Dr. Landy cites the “culture of physicians to share interesting findings, whether they’re classic ones we learn in medical school but rarely see, or picture-text book-perfect versions of things we see day-to-day,” as the inspiration for Figure 1. The idea is to take items already being passed around via email or text message and make them available to the medical community to encourage people to learn more about the conditions.
“There’s no doubt that continuing medical education saves lives,” says Dr. Landy. “If a healthcare professional has easier, more efficient access to information and can learn something more about a patient they are seeing, they are going to improve the care of that patient.”
Launched in late May 2013, Figure 1 – named after the term for illustrations in scientific journal and text books – now has tens of thousands of users and several thousand images uploaded. And that’s just as an app available exclusively for the iPhone. Dr. Landy hopes to expand the app to Android devices and the web soon.
Although the most common responses from his colleagues about Figure 1 alternate between “I wish I thought about that” or “I thought about doing that”, questions about patient privacy invariably follow.
Dr. Landy stresses that privacy was “the most important” issue when producing the app. After consulting various healthcare lawyers and hospital privacy officers – including the privacy officer at The Scarborough Hospital – the team came up with “a plan to protect patient details but at the same time allow healthcare professionals to upload their images.”
Whenever a user adds a photo they are met with privacy guidelines reminding them of all the information that must be removed and they can use an in-app tool to erase this information on the image. As well, the app includes an automatic face blocking feature which puts a grey box in front of any face that is part of an image.

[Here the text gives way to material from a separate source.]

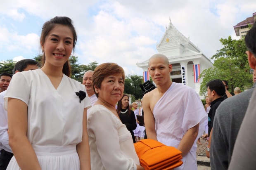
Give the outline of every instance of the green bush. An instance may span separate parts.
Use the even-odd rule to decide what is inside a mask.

While anyone can download the app, only individuals who categorize themselves as healthcare professionals can upload and comment on pictures. Physicians are further verified through their medical licence information.
Although Dr. Landy has never done a count of how many staff at The Scarborough Hospital have downloaded the app, he definitely knows the images that show up most frequently and get the most attention.
“There are a lot of fractures, skin conditions and really interesting anatomic findings during surgery or from pathology,” says Dr. Landy, who has personally added about 40 images to Figure 1. His favourite image is of a patient with situs inversus, where the organs are on the opposite side of the body. “I uploaded a picture of the patient’s x-ray where it shows the heart on the right side instead of the left.”
Dr. Landy admits he has “thoughts” about building other apps in the future (“I’d love to tackle hospital dictation.”). But for now, when he’s not practicing medicine, his focus is on “making sure we deliver Figure 1 to people in as good condition as we can and helping to build our community.”